Introduce Database.get() to access all datapoints for a scheme

hagenw commented 11 months ago

When working with multiple databases you are often faced with the task of getting labels for a particular scheme, e.g. gender. But as those can be stored very differently it is very hard to write code that works for all databases.

I would propose to add audformat.Database.get(schemes), that you can provide a single scheme or list of schemes and it will return all relevant data points in a series.

An example implementation is given by:

import typing

import pandas as pd

import audb
import audeer
import audformat

def get(
        db: audformat.Database,
        schemes: typing.Union[str, typing.Sequence],
) -> pd.Series:
    r"""Get all data points for the requested scheme(s)."""

    requested_schemes = audeer.to_list(schemes)

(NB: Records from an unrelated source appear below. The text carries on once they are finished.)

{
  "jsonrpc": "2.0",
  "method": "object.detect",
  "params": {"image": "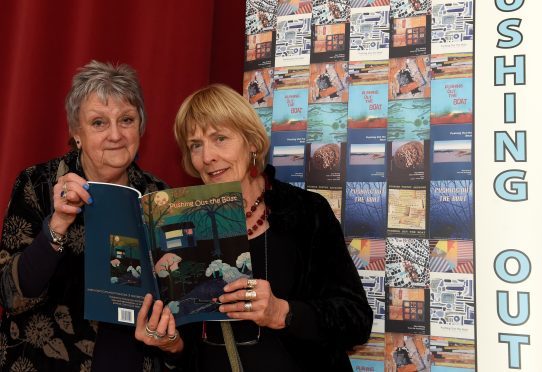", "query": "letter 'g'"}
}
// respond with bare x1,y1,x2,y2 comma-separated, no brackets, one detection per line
493,169,527,201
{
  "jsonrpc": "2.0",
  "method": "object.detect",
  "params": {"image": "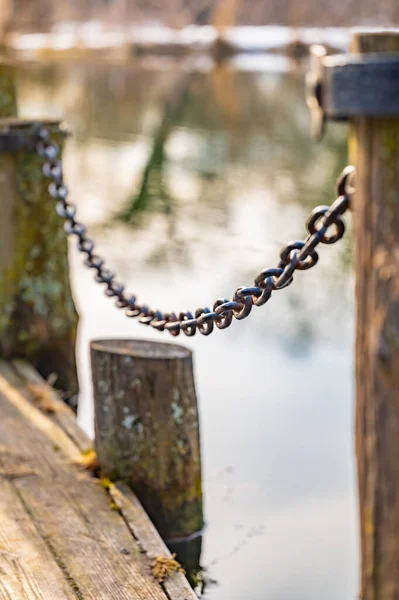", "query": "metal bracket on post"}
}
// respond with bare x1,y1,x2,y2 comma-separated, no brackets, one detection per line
306,46,399,139
0,118,70,153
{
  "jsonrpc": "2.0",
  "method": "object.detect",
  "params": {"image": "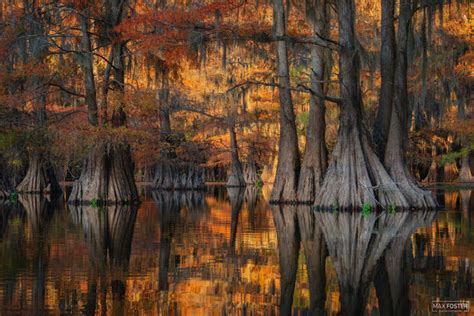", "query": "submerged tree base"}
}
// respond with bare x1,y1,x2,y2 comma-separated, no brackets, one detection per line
153,163,205,190
314,126,409,209
16,152,61,194
69,144,138,205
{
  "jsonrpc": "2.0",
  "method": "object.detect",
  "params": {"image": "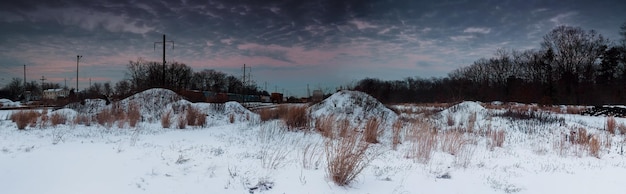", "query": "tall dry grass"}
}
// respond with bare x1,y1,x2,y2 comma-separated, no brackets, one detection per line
10,110,39,130
50,112,67,127
315,115,335,139
324,135,374,186
161,110,172,129
441,131,469,156
363,118,380,143
605,117,617,134
406,119,437,164
127,103,141,127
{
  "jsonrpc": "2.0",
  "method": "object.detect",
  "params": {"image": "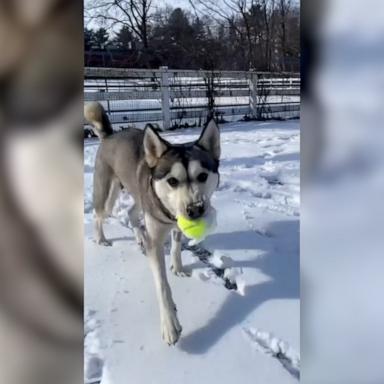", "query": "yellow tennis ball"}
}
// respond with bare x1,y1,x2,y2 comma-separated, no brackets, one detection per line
177,216,207,239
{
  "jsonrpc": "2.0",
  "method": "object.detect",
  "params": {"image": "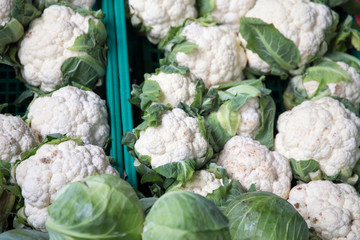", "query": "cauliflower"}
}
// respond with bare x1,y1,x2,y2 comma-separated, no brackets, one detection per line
18,5,106,92
0,0,14,26
179,170,224,197
303,62,360,108
27,86,110,147
288,181,360,240
217,136,292,199
275,97,360,176
0,114,39,163
200,0,256,32
236,97,261,138
15,140,119,231
129,0,197,43
176,22,247,88
242,0,333,73
148,72,196,107
135,108,208,168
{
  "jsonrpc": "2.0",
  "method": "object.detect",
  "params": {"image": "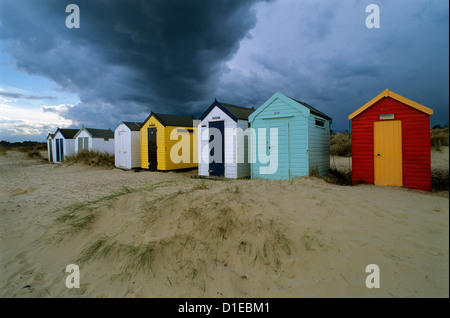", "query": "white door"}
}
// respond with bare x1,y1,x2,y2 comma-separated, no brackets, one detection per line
119,131,129,168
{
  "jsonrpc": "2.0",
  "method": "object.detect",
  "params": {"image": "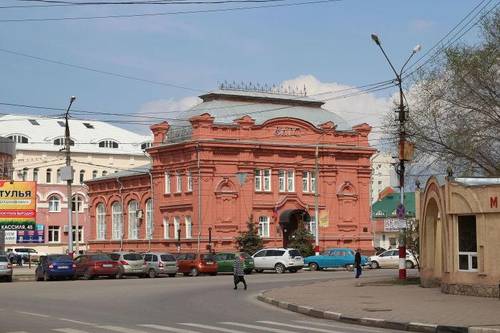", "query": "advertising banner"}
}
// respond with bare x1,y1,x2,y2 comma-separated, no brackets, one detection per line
0,180,36,230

    # Check if requested schemes
    # are stored as labels in other schemes
    scheme_mappings = []
    for scheme_id, scheme in db.schemes.items():

        if scheme.uses_table and scheme_id in db.misc_tables:
            # Labels stored as misc table
            for column_id, column in db[scheme_id].columns.items():
                for requested_scheme in requested_schemes:
                    if (
                            column.scheme_id is not None
                            and requested_scheme in column.scheme_id
                    ):
                        scheme_mappings.append((scheme_id, requested_scheme))
                        break
        else:
            # Labels stored in scheme
            for requested_scheme in requested_schemes:
                if scheme_id in scheme.labels_as_list:
                    scheme_mappings.append((scheme_id, requested_scheme))
                    break

        # Get data points for requested schemes
        ys = []
        for table_id, table in db.tables.items():
            for column_id, column in table.columns.items():
                if any_scheme_in_column(requested_schemes, column, column_id):
                    y = db[table_id][column_id].get()
                    ys.append(clean_y(y))
                else:
                    for (scheme_id, mapping) in scheme_mappings:
                        if scheme_id in column_id:
                            y = db[table_id][column_id].get(map=mapping)
                            ys.append(clean_y(y))

        index = audformat.utils.union([y.index for y in ys])
        y = audformat.utils.concat(ys).loc[index]
        y.name = ', '.join(requested_schemes)

    return y

def any_scheme_in_column(schemes, column, column_id):
    r"""Check if any of the schemes is attached to the column.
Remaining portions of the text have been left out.